Plaintiff does not allege for how long he was housed in disciplinary segregation. Without this information, the undersigned cannot determine whether plaintiff's claims challenging the conditions of disciplinary segregation are colorable. For example, if plaintiff was placed in disciplinary segregation for a few days, without more the undersigned would not find that plaintiff had stated a colorable claim for relief. In addition, plaintiff must describe the rules violations on which the disciplinary segregation terms were imposed.
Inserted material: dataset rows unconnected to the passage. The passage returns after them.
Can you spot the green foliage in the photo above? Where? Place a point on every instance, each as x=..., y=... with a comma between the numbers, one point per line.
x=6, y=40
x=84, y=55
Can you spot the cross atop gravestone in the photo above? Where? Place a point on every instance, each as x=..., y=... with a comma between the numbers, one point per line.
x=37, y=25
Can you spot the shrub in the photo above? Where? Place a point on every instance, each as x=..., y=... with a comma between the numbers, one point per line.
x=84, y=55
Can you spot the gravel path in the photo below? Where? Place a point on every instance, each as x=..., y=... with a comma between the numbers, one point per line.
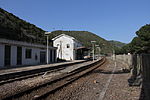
x=100, y=84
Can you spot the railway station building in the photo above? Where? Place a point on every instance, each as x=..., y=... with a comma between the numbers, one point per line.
x=68, y=48
x=17, y=53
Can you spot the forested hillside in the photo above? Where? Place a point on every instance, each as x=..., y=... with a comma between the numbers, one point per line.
x=117, y=43
x=14, y=28
x=86, y=37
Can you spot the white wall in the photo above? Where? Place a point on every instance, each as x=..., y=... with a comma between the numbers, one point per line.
x=67, y=53
x=25, y=61
x=13, y=56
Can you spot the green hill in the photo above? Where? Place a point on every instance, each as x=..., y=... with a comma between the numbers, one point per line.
x=117, y=43
x=14, y=28
x=85, y=38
For these reasons, plaintiff's claims challenging the conditions of disciplinary segregation are dismissed with leave to amend.
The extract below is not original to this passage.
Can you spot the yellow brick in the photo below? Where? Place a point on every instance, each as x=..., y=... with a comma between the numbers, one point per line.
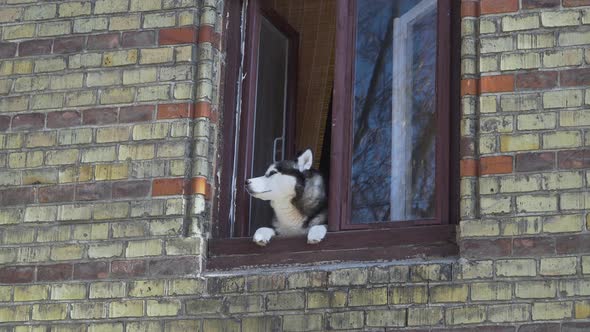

Plaintiff's claim alleging loss of visitation for two months appears separate from his claims challenging the conditions of disciplinary segregation. In other words, plaintiff does not appear to claim that he was placed in disciplinary segregation for two months. In order to determine whether plaintiff's allegations regarding the loss of visitation state a colorable claim for relief, plaintiff must describe the rules violation convictions that resulted in the loss of visitation. Plaintiff must also describe the amount of time jail officials ordered that he be deprived of visitation for each separate conviction.

As relief, plaintiff requests that defendants be ordered to provide him with a Kosher diet because he is Jewish. Plaintiff also requests that defendants be ordered to hire a Rabbi. Plaintiff does not allege, however, that defendants have denied his requests for a Kosher diet or access to a Rabbi. For these reasons, plaintiff's request for a Kosher diet and access to a Rabbi is not well supported.

Accordingly, IT IS HEREBY ORDERED that:

1. The findings and recommendations filed May 4, 2011 are vacated;

2. Plaintiff's amended complaint filed May 9, 2011 is dismissed with thirty days to file a second amended complaint; failure to file a second amended complaint within that time will result in a recommendation of dismissal of this action.